Saturday, February 13, 2010

Smart Thinking

I see someone posting this daffy-nition of an intellectual:

"Someone who takes too much time to say more than he knows."

Now I have to wonder about the rise of anti-intellectualism in America. It seems to me that to be an intellectual - to be possessed of a superior mind - would be something to admire. But here is the definition of this movement from historian Richard Hofstadter: "Anti-intellectualism is a resentment and suspicion of the life of the mind and of those who are considered to represent it, and a disposition constantly to minimize the value of that life."

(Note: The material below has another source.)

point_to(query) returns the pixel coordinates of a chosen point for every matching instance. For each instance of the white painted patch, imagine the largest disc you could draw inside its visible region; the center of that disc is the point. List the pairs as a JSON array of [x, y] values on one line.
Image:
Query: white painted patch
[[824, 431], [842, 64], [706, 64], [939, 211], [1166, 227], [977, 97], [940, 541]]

I have seen snobbery and reverse snobbery in action all of my life. Yes, I know people who look down on "service workers" and I know "service workers" who sneer at every echelon of society they consider to be above them. It doesn't make sense to me. If everyone showed a little more respect for everyone else, we might not have these stratifications.

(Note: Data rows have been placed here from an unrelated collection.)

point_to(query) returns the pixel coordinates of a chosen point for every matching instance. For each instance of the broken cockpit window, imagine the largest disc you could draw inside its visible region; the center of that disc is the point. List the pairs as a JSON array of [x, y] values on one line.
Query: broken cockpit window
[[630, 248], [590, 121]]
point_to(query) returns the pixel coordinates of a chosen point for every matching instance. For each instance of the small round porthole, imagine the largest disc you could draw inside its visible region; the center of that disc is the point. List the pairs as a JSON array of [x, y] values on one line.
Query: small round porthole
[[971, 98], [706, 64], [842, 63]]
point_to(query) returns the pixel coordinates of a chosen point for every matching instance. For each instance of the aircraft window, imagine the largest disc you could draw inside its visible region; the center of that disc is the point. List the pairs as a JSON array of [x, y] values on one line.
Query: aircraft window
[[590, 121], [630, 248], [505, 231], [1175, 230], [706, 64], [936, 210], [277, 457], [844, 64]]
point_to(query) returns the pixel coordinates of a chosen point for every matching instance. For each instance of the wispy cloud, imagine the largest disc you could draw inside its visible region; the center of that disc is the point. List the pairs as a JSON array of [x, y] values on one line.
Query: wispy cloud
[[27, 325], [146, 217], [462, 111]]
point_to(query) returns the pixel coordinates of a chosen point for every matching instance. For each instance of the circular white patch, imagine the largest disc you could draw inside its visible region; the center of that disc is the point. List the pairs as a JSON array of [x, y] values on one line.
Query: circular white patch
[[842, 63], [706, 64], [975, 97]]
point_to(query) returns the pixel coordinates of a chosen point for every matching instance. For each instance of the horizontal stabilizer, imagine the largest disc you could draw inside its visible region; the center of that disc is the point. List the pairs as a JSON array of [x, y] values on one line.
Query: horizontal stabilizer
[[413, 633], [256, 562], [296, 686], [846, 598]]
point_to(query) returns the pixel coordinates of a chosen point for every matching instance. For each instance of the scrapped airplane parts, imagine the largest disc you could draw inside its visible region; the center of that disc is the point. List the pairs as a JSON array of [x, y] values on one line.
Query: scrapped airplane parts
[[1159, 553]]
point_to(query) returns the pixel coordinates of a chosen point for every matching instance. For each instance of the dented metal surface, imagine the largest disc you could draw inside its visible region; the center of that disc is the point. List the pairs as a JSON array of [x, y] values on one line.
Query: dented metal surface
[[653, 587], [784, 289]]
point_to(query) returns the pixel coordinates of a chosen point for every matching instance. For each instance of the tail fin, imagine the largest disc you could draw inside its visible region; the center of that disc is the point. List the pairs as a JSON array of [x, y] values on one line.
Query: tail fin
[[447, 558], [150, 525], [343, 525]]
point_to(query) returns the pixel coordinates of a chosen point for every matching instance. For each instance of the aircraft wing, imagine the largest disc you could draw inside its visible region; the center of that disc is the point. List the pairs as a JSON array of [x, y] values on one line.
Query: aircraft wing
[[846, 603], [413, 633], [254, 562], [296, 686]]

For instance, there are people who look down on the guy who repairs things - until they need something repaired! At a big banquet hall, when some waiter drops a tray of roast beef/twice baked potato and green beans almondine dinners, someone has to come along and clean up the mess, or no one is going to have a very good time.

There is some new TV show called Undercover Boss or My Boss Can't Do My Job or something along those lines. The preposterous point of the show is to have the big head cheese of some giant company come out of the boardroom and down to the operating area. In the installment of the show that came on after the Indianapolis Professional Football Team went down to defeat in the Super Bowl, much to the chagrin of their petulant quarterback, the CEO of the world's largest trash hauling firm was given goggles, a safety vest and gloves, and showed up on the sorting line, where, of course, he was shown to be inept, thus making others feel better. It's this man's job to run the company, which does not make him a better person than the person sorting bottles and cans on a conveyor belt. That's my point: I think it would be a good idea to show respect up and down the ladder.

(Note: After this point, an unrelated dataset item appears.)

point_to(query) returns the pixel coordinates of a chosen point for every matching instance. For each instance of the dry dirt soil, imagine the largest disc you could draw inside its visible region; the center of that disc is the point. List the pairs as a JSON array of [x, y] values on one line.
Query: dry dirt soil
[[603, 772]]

To quote from The Breakfast Club:

Brian Johnson: I'm a %$@*)^! idiot because I can't make a lamp?
John Bender: No. You're a genius because you can't make a lamp.

Remember that scene? The scholarly lad was upset because he was getting the first failing grade of his life in shop class because the lamp he made did not work, and he regarded lampmaking as an insignificant calling. The subtle beauty of John Hughes, who wrote that screenplay, was in using a device of illumination to...illuminate a point. Which was, to me, that we need lampmakers and lamp fixers and people who sit by lamps reading great books and non-great books. To hate someone for being intellectual is tantamount to hating someone for not being intellectual. As soon as we all figure that everyone has his or her own niche, and we all show a little respect for everyone in that niche, my, what a better world we can all inhabit.





1 comment:

Ralph said...

Mark, anti-intellectualism is as American as apple pie. Off the top of my head I can trace it back at least to the nativist "Know-Nothing" movement of the 19th century. In more modern times, are you old enough to remember Adlai Stevenson and his followers being derided as "eggheads"? (Stevenson was bald, and the supposed cause was too much intellectual activity.) John Kerry suffers from the same derision. It's been taken to such an extreme by now that the brilliant Michael Steele, head of the GOP, really thinks "nuanced" is a quality to be avoided (find the interview with Steve Innskeep). We joke about the dumbing down of the country, but it's real, it's real.